Following the UK and US bans on the carriage of large electronic devices in cabin from specific airports/ countries, AACO emphasizes that our main commitment continues to be for safe and secure travel and we believe that governments have the right to invoke measures when a clear security threat arises. Yet we strongly believe that governments need to be aware of the threat and guidelines need to be developed and put in place in order to avoid the proliferation of the threat to locations not yet identified and avoid also inconvenience to passengers and to bring back normalcy to the process of air transport.

Having that commitment and belief in mind, AACO communicated last Monday with ICAO, IATA and the Arab Civil Aviation Commission (ACAC), in addition to individual affected governments by the ban, whereby we, first, urged ICAO to gather the relevant states to the ban with the objective to develop measures that will help restore normalcy to the transport process while simultaneously shield air transport from emerging threats.

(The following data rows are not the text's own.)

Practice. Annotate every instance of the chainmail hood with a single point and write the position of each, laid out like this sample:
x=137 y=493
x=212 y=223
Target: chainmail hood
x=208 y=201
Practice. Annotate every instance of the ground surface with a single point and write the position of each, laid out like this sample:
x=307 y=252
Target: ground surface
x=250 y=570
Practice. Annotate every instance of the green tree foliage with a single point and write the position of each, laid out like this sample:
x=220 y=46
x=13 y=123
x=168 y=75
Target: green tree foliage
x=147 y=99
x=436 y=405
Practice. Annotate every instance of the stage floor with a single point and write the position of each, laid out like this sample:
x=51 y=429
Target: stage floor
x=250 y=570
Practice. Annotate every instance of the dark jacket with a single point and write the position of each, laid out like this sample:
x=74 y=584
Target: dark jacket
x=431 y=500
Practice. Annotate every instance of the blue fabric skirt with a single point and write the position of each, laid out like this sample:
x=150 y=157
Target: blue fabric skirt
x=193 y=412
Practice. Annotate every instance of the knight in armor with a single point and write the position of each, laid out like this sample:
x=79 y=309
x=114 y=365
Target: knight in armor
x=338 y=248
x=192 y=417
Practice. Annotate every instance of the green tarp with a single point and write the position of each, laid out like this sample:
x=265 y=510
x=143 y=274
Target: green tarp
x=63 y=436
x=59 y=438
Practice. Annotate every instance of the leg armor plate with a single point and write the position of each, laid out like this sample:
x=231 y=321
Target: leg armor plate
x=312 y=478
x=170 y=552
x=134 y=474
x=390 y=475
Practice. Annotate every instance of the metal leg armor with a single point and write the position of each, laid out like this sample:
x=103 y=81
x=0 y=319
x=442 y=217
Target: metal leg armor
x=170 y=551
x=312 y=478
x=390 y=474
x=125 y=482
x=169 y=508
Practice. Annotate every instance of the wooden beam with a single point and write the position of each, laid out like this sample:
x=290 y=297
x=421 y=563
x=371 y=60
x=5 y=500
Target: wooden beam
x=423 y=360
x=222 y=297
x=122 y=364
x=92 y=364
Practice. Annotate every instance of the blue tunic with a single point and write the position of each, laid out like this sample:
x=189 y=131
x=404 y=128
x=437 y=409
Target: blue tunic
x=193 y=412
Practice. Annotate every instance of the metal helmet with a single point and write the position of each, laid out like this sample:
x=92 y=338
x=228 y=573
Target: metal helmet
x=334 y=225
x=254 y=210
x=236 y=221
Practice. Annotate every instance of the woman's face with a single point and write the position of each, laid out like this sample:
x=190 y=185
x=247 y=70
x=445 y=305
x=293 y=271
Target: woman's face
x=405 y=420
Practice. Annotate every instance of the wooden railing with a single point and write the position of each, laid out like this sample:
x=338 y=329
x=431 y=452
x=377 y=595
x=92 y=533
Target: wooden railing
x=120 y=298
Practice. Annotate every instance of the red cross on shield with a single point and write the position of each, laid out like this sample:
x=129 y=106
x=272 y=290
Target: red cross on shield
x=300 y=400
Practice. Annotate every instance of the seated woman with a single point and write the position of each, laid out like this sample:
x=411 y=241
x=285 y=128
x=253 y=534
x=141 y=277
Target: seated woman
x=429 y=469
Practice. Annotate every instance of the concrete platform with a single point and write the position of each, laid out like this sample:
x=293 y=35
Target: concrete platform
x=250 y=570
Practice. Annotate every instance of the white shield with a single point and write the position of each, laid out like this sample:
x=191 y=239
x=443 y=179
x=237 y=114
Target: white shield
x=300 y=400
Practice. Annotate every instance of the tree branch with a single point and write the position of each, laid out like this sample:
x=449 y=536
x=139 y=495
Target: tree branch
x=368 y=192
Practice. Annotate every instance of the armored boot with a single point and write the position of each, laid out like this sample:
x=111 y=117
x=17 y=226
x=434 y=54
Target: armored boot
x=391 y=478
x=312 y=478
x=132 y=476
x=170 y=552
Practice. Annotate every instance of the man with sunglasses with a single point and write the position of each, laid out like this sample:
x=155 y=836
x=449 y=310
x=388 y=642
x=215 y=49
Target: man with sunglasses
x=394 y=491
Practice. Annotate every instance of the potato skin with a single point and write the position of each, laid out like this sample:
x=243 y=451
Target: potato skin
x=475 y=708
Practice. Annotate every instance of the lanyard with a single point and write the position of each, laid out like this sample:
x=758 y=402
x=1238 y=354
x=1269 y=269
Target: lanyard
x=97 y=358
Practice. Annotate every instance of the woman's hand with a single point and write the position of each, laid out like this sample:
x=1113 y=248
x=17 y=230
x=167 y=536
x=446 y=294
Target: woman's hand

Second, we urged ICAO to seek clarification and guidance from the US and UK authorities on the nature of the threat that prompted the ban and to involve all the authorities concerned to put in place measures to prevent the exposure of air transport to such threats. We also sought ,through ICAO, from the states invoking the ban to clarify what are the measures that the countries which are not affected by the ban are taking so that the countries affected by it can implement and mitigate the new threat.

Third, we communicated with ACAC to as well urge and support ICAO in developing such measures.

AACO also communicated with the affected Arab Civil Aviation Authorities to work through the relevant ICAO panels and the ICAO Council to address the relevant root causes of the new threats that led to the ban and issue standards to mitigate those threats on the global level.

We understand that there are many questions that can be raised about the coherence of how this ban was introduced differently by the invoking states, but it’s not up to AACO to question that coherence; it’s up to the governments and their global organization, ICAO, to address them and see how this new perceived threat can be mitigated.